Лорд Тофем снова вздохнул. Ему показалось, что сейчас самое время открыть душу ближнему и рассказать о трагедии, которая ее омрачала.
— Она во всех отношениях сущий ангел, вот только страшно обидчива. Вы не поверите, но из-за того только, что я сказал, будто в новой шляпке она похожа на Бориса Карлова,[17]она надавала мне по шее и заявила, что не хочет больше видеть меня ни на этом свете, ни на том. Но я же мужчина, у меня тоже гордость есть, я, конечно, в долгу не остался…
— Замолчите вы. Слушайте!
Адела подняла глаза к потолку. Из располагавшейся наверху просмотровой комнаты раздался какой-то странный звук. Это Смидли, преисполненный желания быть полезным, вспомнил, что кое-какие необходимые для работы материалы остались внизу, и, кинувшись к двери, опрокинул по пути табуретку.
— В просмотровой кто-то есть. Лорд Тофем! ЛОРД ТОФЕМ!
Лорд Тофем как заколдованный принц очнулся от грез.
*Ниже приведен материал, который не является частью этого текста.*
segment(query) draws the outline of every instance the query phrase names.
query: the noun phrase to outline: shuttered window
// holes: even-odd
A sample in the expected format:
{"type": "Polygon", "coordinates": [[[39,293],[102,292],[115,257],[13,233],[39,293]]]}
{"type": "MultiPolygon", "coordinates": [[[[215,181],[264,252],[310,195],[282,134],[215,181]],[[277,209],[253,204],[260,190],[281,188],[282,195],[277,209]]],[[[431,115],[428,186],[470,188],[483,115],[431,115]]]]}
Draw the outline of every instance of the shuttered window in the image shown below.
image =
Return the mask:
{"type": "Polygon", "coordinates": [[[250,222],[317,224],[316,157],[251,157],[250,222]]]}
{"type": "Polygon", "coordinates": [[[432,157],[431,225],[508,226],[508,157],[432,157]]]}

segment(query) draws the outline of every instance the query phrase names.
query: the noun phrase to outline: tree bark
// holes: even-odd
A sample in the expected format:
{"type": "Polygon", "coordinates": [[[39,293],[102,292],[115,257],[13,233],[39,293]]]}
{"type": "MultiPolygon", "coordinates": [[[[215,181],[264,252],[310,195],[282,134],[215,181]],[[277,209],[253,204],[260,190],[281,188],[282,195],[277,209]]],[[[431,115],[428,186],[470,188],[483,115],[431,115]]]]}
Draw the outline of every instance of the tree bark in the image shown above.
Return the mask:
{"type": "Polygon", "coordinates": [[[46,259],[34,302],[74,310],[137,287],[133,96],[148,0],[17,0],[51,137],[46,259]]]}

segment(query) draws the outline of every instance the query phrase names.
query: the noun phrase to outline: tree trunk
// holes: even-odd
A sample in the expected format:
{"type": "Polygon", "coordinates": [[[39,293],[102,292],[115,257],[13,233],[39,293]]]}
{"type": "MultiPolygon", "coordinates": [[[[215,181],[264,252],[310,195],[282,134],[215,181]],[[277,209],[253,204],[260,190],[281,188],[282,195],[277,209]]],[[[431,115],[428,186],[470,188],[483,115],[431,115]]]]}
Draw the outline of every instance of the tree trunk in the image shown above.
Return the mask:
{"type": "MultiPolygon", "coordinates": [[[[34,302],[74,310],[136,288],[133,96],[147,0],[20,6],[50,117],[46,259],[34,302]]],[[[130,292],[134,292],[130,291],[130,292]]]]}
Ему начинало казаться, что ночь выдалась какая-то неспокойная.
— А?
— Пошли.
— Куда?
— Наверх.
— Зачем?
— В просмотровой грабители.
— В таком случае будь я проклят, если туда пойду, — сказал лорд Тофем. — Я не успел вам доложить, что позавчера послал Милашке авиаписьмо, где в тщательно выбранных выражениях признал свою вину и просил помириться. Только осел на моем месте отправился бы сейчас, когда я с минуты на минуту ожидаю ответа, на встречу с бандитами. Понимаете? Я телеграмму жду!